Man, Dad, Runner, Chief dog walker

Running like Mo

The Olympics were inspiring in many ways and you can only hope that there are many small children out there riding their bikes like Bradley Wiggins or trying to sprint faster than Usain Bolt. But for me the inspiration was Mo Farah and Jessica Ennis who both have something in common; that is the reason they gave for their success. Mo’s put his success down to “hard work and graft”. Simple isn’t it? No fancy equipment, mystical training regime or scientific diet. Sure diet and training regime have a part to play but there is no shortcut.

This is something I’ve taken to heart, too often I can be a dreamer, wanting to read all the magazines and buy the gear rather than just getting out there and running. Not any more, now I’m getting out there and doing it. Trying to build up the mileage, getting my legs and lungs stronger so that I can do the races that I want to.

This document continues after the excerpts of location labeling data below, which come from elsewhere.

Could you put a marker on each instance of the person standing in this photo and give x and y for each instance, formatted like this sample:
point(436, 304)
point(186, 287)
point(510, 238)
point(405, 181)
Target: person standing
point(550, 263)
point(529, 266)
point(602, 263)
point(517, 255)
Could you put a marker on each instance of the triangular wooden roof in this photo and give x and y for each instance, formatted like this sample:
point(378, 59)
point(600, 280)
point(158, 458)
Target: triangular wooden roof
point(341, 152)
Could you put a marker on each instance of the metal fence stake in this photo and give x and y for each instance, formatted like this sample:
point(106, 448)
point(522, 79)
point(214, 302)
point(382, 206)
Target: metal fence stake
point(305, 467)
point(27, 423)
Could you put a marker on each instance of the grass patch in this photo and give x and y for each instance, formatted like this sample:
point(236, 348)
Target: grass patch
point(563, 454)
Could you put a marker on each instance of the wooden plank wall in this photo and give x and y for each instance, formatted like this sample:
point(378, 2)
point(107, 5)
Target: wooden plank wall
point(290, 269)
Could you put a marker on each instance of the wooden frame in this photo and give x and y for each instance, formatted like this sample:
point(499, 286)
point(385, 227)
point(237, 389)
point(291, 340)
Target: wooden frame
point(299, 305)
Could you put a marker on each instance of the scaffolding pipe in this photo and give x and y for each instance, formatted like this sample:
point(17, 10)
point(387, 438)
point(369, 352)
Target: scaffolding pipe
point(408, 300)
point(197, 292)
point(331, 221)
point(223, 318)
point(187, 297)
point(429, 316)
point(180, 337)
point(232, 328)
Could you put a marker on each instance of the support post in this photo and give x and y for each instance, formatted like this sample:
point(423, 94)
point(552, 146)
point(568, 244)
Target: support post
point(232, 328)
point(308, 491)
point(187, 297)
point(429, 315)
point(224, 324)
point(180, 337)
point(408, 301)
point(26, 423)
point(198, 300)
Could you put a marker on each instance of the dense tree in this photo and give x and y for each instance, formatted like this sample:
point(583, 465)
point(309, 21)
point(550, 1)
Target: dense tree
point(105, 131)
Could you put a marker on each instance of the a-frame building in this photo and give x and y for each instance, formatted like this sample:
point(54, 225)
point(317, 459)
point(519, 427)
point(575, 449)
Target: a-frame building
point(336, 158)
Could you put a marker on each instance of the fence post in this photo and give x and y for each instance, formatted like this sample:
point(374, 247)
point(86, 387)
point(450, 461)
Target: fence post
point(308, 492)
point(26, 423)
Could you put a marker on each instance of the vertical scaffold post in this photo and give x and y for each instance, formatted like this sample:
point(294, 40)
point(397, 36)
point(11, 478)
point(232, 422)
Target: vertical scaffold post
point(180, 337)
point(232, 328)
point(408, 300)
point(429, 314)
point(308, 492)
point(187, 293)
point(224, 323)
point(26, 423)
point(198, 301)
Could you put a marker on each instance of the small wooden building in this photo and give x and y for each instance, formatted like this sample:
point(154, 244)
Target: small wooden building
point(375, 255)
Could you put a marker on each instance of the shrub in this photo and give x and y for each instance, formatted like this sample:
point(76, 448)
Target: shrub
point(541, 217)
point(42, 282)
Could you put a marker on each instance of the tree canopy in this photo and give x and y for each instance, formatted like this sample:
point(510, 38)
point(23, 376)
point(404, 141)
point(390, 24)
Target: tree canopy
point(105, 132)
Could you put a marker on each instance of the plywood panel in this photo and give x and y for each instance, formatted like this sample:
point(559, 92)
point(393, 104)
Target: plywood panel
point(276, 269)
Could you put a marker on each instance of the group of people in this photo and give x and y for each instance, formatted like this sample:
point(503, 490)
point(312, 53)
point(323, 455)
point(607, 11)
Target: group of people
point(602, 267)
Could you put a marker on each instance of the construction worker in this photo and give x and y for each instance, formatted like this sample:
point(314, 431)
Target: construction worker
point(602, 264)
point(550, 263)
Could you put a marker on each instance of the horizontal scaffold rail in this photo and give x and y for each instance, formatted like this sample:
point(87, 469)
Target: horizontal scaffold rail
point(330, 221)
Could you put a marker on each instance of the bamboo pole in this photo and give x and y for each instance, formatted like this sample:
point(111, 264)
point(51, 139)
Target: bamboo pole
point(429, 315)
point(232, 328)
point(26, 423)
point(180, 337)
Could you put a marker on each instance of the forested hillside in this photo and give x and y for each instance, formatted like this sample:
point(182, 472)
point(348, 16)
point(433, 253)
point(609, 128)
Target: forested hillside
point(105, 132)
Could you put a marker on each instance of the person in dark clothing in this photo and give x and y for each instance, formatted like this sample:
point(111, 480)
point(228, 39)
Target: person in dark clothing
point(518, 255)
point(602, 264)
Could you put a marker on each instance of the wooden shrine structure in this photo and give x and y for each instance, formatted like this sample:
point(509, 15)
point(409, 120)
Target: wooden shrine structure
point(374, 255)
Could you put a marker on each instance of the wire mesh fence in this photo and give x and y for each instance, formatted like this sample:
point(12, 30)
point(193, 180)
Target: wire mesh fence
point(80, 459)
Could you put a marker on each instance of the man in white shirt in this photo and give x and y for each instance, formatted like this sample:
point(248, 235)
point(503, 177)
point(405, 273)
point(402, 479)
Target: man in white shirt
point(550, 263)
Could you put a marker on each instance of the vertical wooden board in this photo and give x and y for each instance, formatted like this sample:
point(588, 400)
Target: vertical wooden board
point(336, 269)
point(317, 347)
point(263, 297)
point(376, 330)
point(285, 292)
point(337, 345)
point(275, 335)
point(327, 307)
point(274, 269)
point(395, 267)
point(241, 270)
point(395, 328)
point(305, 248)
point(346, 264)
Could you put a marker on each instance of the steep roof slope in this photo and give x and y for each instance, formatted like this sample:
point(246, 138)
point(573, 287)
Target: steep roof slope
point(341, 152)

I can realise some of those dreams.

Watching Mo run also taught me something else, if you watch him run he looks like he is floating, those strides look effortless. This is pretty much the opposite to no doubt how I look, when you’re trying to get back into running you end up being a plodder, one foot after the other, having to fight to just keep going. It’s hard to break this habit when all you can think about is your lungs about to explode.

So I’ve started quite literally running like Mo, trying to land my feet with less impact and take longer strides. The effect is quite incredible, it forces you not to drop down into your hips and engage your core more. It takes some of the pressure off your lower back which for me is a godsend.

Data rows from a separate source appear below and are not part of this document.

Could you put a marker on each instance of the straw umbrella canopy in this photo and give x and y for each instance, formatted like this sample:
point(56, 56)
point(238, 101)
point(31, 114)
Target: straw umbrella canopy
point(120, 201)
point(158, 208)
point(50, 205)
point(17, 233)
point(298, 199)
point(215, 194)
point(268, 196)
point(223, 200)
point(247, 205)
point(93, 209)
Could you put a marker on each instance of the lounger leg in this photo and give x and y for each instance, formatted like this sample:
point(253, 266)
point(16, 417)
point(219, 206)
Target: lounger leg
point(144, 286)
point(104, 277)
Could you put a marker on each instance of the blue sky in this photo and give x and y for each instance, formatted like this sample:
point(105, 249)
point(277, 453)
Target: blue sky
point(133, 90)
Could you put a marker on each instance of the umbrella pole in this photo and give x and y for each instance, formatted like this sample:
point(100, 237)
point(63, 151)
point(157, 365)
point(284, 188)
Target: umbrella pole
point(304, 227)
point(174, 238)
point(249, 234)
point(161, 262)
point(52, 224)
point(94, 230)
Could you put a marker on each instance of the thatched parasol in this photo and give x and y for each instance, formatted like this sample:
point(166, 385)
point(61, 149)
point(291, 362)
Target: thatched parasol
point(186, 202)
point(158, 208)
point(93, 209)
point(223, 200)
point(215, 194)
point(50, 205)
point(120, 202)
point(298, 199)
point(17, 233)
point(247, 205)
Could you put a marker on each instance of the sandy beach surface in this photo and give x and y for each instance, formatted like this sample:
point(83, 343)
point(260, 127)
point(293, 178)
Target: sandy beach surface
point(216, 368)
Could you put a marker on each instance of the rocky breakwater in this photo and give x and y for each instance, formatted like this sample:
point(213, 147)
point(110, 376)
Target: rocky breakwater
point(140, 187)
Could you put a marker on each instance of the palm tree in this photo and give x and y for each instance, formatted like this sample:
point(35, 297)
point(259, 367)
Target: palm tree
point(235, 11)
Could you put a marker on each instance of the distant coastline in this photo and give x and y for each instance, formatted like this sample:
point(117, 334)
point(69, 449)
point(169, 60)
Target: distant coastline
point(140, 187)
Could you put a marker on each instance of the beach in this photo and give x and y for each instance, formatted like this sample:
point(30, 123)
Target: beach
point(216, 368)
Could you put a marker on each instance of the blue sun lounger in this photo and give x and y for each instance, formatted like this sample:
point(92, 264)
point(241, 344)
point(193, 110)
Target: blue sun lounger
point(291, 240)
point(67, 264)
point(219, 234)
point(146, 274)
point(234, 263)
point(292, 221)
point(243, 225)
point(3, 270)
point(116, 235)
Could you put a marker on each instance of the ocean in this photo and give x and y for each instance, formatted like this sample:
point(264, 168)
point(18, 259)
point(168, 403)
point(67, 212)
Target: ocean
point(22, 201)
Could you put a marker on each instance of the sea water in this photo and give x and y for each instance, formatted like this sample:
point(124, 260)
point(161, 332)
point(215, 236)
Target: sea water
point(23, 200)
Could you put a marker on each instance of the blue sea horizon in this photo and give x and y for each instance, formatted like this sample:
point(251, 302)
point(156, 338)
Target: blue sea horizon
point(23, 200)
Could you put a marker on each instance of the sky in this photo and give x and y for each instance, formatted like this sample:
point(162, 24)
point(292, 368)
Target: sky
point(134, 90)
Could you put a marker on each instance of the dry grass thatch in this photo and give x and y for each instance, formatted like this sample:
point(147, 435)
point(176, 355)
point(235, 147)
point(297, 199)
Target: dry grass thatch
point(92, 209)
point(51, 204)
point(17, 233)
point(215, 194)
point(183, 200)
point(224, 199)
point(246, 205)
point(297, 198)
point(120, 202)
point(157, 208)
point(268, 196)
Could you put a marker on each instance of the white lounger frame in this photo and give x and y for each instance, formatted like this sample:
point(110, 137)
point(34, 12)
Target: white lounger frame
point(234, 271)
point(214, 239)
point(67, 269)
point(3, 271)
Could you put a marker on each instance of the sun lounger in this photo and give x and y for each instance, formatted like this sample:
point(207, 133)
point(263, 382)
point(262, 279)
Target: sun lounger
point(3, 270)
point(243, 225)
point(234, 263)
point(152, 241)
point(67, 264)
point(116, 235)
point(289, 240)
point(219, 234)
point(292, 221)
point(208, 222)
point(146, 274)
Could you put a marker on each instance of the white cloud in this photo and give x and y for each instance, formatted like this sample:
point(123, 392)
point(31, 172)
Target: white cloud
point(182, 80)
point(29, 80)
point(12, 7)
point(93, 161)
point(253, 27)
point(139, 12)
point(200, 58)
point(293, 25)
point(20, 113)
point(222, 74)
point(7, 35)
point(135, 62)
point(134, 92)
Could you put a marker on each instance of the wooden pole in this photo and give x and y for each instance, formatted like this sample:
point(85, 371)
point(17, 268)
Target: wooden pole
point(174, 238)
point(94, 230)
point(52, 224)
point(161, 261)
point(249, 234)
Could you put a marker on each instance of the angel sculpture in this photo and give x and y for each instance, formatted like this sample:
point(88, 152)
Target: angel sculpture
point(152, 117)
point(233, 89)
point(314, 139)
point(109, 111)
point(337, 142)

It takes some getting used to though and you definitely have to build strength in your legs and core, but I would highly recommend you trying it. If it’s good enough for Mo then it’s good enough for me.

All of this means I am now running at least 3 times a week, mostly with Bracken as there really isn’t enough time for a run and a dog walk each day. In a typical week I try to get the following in, as I’ve said before I don’t really take a formal approach to training but do try to keep some variety. I’ve been doing this for about 6 weeks now and am thankfully starting to feel the benefit and actually feel strong on a run.

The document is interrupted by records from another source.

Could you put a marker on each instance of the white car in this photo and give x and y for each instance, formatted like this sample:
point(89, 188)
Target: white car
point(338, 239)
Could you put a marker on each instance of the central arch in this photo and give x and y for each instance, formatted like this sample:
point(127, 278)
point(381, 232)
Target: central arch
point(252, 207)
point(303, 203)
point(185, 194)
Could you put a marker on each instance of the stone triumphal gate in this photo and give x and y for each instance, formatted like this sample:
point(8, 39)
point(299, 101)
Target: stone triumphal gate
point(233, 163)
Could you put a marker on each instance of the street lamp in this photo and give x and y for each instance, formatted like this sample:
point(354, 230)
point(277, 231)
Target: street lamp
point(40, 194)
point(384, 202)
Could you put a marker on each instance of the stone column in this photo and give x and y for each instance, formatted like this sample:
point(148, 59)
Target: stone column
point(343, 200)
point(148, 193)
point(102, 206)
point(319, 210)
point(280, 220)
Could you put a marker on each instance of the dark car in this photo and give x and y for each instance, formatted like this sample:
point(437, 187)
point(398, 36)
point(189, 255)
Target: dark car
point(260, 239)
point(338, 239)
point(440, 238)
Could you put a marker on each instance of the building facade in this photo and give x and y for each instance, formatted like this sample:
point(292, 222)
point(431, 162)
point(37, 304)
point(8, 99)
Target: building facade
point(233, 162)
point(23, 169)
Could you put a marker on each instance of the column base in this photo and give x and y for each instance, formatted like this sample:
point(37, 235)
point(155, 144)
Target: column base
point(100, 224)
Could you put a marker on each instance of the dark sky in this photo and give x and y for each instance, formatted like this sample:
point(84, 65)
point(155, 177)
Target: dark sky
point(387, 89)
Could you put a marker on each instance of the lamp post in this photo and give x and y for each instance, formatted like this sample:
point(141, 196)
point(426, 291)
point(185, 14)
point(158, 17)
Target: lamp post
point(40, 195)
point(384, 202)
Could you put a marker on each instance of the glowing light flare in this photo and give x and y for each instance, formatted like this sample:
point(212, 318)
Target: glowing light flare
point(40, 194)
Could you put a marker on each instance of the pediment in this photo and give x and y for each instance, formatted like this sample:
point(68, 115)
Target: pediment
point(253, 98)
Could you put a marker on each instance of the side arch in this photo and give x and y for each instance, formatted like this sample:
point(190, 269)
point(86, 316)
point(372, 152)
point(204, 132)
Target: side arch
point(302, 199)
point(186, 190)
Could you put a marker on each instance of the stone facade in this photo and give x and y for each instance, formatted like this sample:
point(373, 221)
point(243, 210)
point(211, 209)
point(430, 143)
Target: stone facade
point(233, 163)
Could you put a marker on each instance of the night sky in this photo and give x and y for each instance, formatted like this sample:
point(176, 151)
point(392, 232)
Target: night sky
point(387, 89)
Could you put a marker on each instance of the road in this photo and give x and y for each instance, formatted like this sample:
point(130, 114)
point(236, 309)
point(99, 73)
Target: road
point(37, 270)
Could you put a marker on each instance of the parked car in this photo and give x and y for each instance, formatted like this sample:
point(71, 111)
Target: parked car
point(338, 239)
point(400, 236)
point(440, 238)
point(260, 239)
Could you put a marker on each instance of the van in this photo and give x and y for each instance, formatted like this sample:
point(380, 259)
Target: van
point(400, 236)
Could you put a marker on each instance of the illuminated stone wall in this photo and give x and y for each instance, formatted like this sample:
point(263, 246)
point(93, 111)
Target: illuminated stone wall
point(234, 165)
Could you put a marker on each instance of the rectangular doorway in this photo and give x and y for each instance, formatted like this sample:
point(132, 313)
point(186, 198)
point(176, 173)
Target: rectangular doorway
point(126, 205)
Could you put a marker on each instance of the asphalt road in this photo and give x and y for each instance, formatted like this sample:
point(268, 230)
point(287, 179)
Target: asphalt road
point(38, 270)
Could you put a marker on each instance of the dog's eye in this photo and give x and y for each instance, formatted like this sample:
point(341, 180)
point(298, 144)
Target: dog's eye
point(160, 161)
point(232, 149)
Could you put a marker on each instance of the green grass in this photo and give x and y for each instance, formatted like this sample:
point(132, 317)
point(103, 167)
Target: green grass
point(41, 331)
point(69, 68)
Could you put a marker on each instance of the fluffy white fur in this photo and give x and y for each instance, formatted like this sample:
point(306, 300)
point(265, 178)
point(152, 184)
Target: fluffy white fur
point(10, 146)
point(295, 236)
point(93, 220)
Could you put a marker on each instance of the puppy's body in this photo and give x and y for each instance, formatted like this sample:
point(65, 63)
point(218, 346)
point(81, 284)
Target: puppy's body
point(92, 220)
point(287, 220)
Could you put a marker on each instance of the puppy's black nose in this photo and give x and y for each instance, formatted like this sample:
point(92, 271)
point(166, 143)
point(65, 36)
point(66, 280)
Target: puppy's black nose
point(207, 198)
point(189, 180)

  • 2-3 runs of around 5 miles, normally with Bracken at 6am (with preferably 1 off road)
  • A core workout in the gym during lunch time; 5 exercises for 40 seconds each and 20 seconds rest between exercises. Repeat 3 times
  • 30 minutes pilates
  • A speed session; sets of sprints (up hill if possible), it’s a pretty quick session and really helps build up strength in your legs for getting up hills.

It might sound quite a bit but apart from the 5 mile runs the rest can be done in 30-40mins which is easy enough to fit in either before work or during a lunch time. I plan to try and start doing a longer run once a week if possible and then if I get my London marathon place will need to up the training a whole lot  more!


  1. I admire your discipline. I don’t think I even give this much consistency to the things I love doing by nature (though it sounds like you do love running). I’ve long been more of the Dylan Moran character in Run Fatboy Run who hears that the rival boyfriend runs marathons and, without skipping a beat, asks: “Why?” The Olympics and Paralympics made me realise that I really need to take up and commit to doing something active. I don’t want my daughter to think that sport and fitness are gendered because daddy cycles and runs and mummy does, well, the laundry.